Bioinformatics Flashcards
Phred
An algorithm that provides a quality score (Q) to each base for most major sequencing technologies
Chastity filter
The base calling method used by Illumina, which calls a base if the (fluorescent) intensity divided by the sum of the highest and second highest intensity is no less than 0.6
FastQ
The file format used by next-generation sequencing technologies, including both the sequence and the quality score
Contig
A continuous sequence, assembled from sequence reads, where the base order is known
Gap
A region where sequencing reads from two ends of a fragment are present on two different contigs
Scaffold
A genome sequence that’s been reconstructed from contigs and gaps
RefSeq
A database containing NCBI curated non-redundant genomic DNA sequences, transcript RNA, and protein products for major model organisms
Greedy
The simplest algorithm used for genome assembly, functions by continuously merging sequences with the largest overlaps
OLC
Overlap consensus layout; a de novo genome assembly program that functions by finding the best matches between the prefix of one read and the suffix of another
ABySS
De novo genome assembly program that utilized de Bruijn graph assembly
Prodigal
An ab initio genome annotation program for bacterial and archaeal genomes
Genscan
An ab initio eukaryotic genome annotation model which uses a known set of genes to create HMMs for prediction, as well as consideration of many other parameters
Maximal Dependence Decomposition (MDD)
Uses information from large MSAs to model the dependencies of nucleotides at different positions to predict donor and splice sites in algorithms such as Genscan
ChIP-seq
Chromatin immunoprecipitation; used to identify chromosome sequences where proteins are bound, commonly transcription factor binding sites
MeDIP-seq
A technique adjacent to ChIP-seq used to identify methylated DNA sequences
Effective genome size
Used in the calculation of λBG (background noise) in peak-calling software, and accounts for the variability of mappable regions within a genome
GU-AG introns
A common type of pre mRNA intron beginning with GU and ending with AG, commonly accompanied by longer conserved sequences
EST
Expressed sequence tag; a short sub-sequence of a cDNA sequence used to identify gene transcripts
RPKM/FPKM
Reads/fragments per kilobase per million reads; normalize RNA-seq data for gene length and library size for single end and paired end reads respectively
TPM
Transcripts per kilobase million; An increasingly preferred method for RNA-seq transcript count normalization, calculated by dividing the read counts by the length of each gene in kilobases, followed by summing the counts for each gene and dividing by 1M
Cufflinks
A program that assembles transcripts, estimates their abundances, and tests for differential expression and regulation in RNA-seq samples
StringTie
A fast and highly efficient assembler of RNA-Seq alignments into potential transcripts, using a novel network flow algorithm as well as an optional de novo assembly step to assemble and quantitate full-length transcripts representing multiple splice variants for each gene locus
Pseudoaligner
RNA-seq mapping programs that avoid fully aligning each read, instead matching k-mers across reads and transcriptomes
False discovery rate (FDR)
FDR = (false positives)/(false positives + true positives)
Fusion gene
Identified by fusion junctions, a section of transcribed RNA that maps to an exon from one gene followed by an exon from another gene
Hash table
A dictionary used in indexing programs – data is stored as a collection of key-value pairs, frequently with the k-mer sequence as the key and the sequence position as the value
Seeding
A query sequence is broken up into all possible overlapping 3-letter words (k-mers) and scored for similarity against each other using a matrix (e.g.

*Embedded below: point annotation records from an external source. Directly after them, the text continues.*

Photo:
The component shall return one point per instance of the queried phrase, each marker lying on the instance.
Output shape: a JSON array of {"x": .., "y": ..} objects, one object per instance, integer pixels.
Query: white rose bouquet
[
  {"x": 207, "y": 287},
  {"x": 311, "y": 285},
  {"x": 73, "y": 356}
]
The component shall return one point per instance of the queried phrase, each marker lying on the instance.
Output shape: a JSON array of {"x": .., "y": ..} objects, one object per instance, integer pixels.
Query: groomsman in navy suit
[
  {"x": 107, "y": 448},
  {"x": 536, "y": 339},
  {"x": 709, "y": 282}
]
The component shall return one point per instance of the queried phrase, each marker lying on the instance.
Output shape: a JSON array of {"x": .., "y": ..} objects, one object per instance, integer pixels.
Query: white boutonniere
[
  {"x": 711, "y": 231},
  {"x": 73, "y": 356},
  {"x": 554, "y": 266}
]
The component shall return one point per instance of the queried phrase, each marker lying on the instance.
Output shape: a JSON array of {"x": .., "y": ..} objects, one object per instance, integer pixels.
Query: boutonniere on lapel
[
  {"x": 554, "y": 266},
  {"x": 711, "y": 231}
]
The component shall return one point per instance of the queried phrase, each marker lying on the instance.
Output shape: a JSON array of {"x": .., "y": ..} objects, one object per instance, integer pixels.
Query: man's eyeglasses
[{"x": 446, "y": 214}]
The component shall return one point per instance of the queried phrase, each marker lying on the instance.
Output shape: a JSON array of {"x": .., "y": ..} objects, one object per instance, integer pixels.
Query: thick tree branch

BLOSUM62), and those scoring above a predetermined threshold are kept for database searching
Suffix tree
A data structure that stores all the suffixes of a string, enabling fast string matching for an initial exact match
Suffix array
A data structure that stores all possible suffixes of a string, indexes them, and then sorts the suffixes by alphabetical order
FM Index
An augmentation of the space-efficient BWT with additional data (a suffix array) that permits very fast exact string matching
E-value
Expect value; indicates the number of false positives you would expect from a given alignment
Batch correction
A technique that accounts for technical errors across samples such as differences in reagents, equipment, and date of library preparation or sequencing
Short read mapping
A technique used in RNA-seq read mapping, consists of aligning millions of short reads (35-400bp) to a single long sequence
DESeq2
A program that uses raw read counts and not FPKM/RPKM to make normalized counts for non-differentially expressed genes similar between samples
Euclidean distance
In two-dimensional space (such as a plane), Euclidean distance is the length of the shortest path connecting two points
Bi-clustering
A type of clustering technique used to cluster both rows and columns simultaneously in a dataset, often applied to data matrices where rows represent one type of entity (e.g., genes) and columns represent another type of entity (e.g., experimental conditions)
Homoskedasticity
A constant variance along the range of mean values
Kallisto
A pseudoaligner that maps known transcripts depending on their location in the genome, which is stored in a transcriptome de Bruijn graph (T-DBG), rather than which sequence they align to
Overrepresentation analysis
Determines whether a list of functional categories are over or underrepresented in a gene list of interest in comparison to a reference list
Functional class scoring/Gene set enrichment analysis
Looks for enrichment of specific gene sets or pathways, but use a ranked gene list as input
Type I Error
False positive; probability = α
Type II Error
False negative; probability = β
ClinVar
An NCBI-hosted database that aggregates information about genomic variation and its relation to human health
Canonical transcript
The transcript that is, on average, the most conserved, most highly expressed, has the longest coding sequence and is represented in other key resources, such as NCBI and UniProt
Online Mendelian Inheritance in Man (OMIM)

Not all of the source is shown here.